Virginia Republicans admitted to using of a hard floor of 55 percent African-American when drawing black-majority districts. Plaintiffs argued that the use of such a mechanical threshold without justification under the Voting Rights Act had the effect of packing black voters into fewer heavily-black districts to dilute their influence in adjacent white-majority districts. The federal district court sided 2-1 in favor of Republican legislators and deemed that race did not predominate in the redistricting scheme as opposed to partisan or incumbent considerations. Now, plaintiffs are seeking a different outcome at the Supreme Court.

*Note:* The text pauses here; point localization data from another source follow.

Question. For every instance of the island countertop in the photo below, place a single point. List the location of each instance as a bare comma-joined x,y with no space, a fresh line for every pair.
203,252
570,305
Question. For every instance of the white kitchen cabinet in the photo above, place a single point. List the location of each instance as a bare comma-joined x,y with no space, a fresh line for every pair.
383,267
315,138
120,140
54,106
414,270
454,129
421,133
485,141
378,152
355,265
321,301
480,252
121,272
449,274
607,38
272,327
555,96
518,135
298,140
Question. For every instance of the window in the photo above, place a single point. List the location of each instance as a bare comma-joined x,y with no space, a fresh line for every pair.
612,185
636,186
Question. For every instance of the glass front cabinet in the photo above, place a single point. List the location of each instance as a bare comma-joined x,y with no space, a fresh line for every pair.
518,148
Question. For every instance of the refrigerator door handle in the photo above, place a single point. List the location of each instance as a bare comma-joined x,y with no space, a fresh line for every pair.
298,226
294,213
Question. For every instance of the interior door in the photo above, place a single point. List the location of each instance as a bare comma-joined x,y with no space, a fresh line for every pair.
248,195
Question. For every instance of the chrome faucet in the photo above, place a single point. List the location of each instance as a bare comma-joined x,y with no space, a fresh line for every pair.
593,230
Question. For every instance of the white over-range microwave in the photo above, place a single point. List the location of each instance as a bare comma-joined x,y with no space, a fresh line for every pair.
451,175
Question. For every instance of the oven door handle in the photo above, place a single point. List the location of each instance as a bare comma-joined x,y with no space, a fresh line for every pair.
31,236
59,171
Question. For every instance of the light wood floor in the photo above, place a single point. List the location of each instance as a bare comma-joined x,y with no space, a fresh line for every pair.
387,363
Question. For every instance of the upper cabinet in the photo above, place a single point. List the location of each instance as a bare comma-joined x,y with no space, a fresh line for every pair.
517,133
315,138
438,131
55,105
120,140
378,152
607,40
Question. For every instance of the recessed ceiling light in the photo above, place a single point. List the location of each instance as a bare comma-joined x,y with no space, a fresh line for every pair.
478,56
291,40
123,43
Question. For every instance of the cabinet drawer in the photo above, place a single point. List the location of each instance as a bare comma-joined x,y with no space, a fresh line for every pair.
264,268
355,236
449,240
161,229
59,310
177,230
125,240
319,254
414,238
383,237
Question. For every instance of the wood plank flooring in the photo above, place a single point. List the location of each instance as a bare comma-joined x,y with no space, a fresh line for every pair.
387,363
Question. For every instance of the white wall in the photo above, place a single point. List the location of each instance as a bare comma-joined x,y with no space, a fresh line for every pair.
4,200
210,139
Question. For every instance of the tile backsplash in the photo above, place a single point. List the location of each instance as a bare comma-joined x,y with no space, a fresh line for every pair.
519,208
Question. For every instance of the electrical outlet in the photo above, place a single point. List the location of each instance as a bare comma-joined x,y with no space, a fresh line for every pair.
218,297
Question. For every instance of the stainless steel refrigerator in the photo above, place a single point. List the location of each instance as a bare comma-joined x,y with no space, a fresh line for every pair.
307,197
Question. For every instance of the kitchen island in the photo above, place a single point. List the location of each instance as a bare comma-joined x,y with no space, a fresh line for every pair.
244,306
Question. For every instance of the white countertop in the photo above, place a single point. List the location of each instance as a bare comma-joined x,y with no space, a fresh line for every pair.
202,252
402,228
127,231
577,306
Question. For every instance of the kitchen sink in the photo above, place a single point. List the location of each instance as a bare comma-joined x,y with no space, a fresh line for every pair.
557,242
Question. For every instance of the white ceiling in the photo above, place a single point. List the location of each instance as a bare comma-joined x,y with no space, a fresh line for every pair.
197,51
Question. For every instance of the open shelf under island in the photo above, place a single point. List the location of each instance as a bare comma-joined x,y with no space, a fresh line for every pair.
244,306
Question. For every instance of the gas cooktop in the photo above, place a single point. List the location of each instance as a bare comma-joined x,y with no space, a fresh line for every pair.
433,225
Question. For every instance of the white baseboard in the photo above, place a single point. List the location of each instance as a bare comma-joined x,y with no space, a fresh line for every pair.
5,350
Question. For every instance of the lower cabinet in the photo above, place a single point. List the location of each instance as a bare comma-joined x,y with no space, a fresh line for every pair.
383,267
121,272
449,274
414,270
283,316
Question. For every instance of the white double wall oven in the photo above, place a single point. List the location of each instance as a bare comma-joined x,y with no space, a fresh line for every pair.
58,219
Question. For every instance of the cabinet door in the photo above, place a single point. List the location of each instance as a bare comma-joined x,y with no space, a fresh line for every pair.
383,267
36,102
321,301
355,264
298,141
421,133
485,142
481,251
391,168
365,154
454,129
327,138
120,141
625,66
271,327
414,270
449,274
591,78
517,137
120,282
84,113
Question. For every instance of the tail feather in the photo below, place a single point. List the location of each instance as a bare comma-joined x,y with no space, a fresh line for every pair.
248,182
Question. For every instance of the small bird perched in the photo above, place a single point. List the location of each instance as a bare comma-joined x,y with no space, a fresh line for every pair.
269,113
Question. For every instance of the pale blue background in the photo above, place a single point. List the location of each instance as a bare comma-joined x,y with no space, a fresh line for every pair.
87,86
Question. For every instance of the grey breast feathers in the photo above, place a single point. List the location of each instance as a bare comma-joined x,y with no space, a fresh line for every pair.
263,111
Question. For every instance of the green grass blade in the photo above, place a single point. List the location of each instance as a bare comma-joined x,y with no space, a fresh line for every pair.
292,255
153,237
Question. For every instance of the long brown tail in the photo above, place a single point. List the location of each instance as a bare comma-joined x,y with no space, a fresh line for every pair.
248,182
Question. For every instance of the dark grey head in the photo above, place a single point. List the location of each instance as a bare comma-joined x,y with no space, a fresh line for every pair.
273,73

In 2015 the Supreme Court remanded a similar Alabama case back to the lower court after finding that the mechanical use of racial thresholds without justification was unconstitutional. Just last month the high court dismissed a challenge to a district court ruling striking down Virginia’s congressional districts, but without ruling on the merits and instead finding that Republican officeholders lacked the standing to appeal. In that case the district court struck down one majority-black district and replaced it with two districts where a substantial minority of African Americans would likely be sufficient to elect black voters’ preferred candidates.
Mapmakers have gotten in trouble for relying too heavily on race, but past voting rights jurisprudence requires the use of race in particular instances to ensure minority voters can elect their candidate of choice. As election law expert professor Rick Hasen has noted, these more recent cases have failed to clarify just to what degree the use of race is permissible and what the appropriate remedy is to these invalidated districts. A sweeping ruling could potentially affect many redistricting plans throughout the South, especially where many Republican-drawn maps could have created additional seats that would likely elect minority legislators.
This case will likely be heard after the Supreme Court’s new term starts in October and a new ruling should hopefully resolve these outstanding issues. However, with the current gridlock over confirming a replacement for the late Justice Antonin Scalia, it’s possible that the court deadlocks 4-4 if swing-Justice Anthony Kennedy is not swayed by the plaintiffs’ arguments. Upcoming cases like this one demonstrate just how important the 2016 election is to the fight for voting rights, because it will likely determine future control of the court.